Contrainte économique importante

MyTF1 se prépare néanmoins à tout passer peut-être sur le cloud dans 3 à 5 ans quand l’infrastructure interne sera amortie. L’équation économique est difficile. "Les services proposés par MyTF1 sont gratuits, rappelle Nicolas Theraroz. Il importe que leur mise à disposition nous coûte le moins cher possible. Si le cloud devient demain moins onéreux que ce que nous faisons aujourd’hui en interne, cela nous aiderait à respecter nos contraintes de coûts. Sans compter les avantages en termes d'agilité, de flexibilité et de mise à jour."

 

TF1 se prépare activement à cette possibilité. Aujourd’hui, une dizaine de petits services sont hébergés chez Amazon Web Services. Histoire de tester le cloud et d'apprendre à en tirer le meilleur parti. L’un des travaux de l’équipe de 70 personnes du service technique de MyTF1 est d'adapter les applications pour qu’elles puissent demain tourner sur le cloud et apporter les meilleures performances en termes de temps de réponse, disponibilité et sécurité. Pour cela, les développeurs s’appuient sur les outils du service de plate-forme (PaaS pour Platform as a service) d’Amazon Web Services.

 

Vers une approche multicloud

Mais ceci ne préjuge pas des prestataires qui seraient choisis pour la migration de l’infrastructure sur le cloud IaaS (Infrastructure as a service). "Nous préparons nos applications pour qu’elles puissent tourner sur n’importe quelle infrastructure cloud du marché, prévient Nicolas Theraroz. Nous ne nous voyons pas dépendre d’un seul prestataire.

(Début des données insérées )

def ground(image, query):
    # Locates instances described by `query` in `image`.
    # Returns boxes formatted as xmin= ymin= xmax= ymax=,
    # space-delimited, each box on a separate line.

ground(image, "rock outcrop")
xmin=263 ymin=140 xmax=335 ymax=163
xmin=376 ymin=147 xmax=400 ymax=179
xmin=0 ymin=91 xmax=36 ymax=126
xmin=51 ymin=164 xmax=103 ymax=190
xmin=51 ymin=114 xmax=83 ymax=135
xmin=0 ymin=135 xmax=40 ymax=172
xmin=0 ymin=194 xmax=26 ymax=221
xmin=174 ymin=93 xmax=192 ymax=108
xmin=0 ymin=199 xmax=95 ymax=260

Si nous devons basculer demain, nous ferons appel à plusieurs prestataires selon les applications et serons attentifs à l’évolution du marché pour rester prêts à changer de fournisseur si la situation l’exige. Nous travaillons à être en mesure de gérer une infrastructure multicloud." Voilà de quoi réfreiner les espoirs d'Amazon Web Services de tout récupérer chez lui.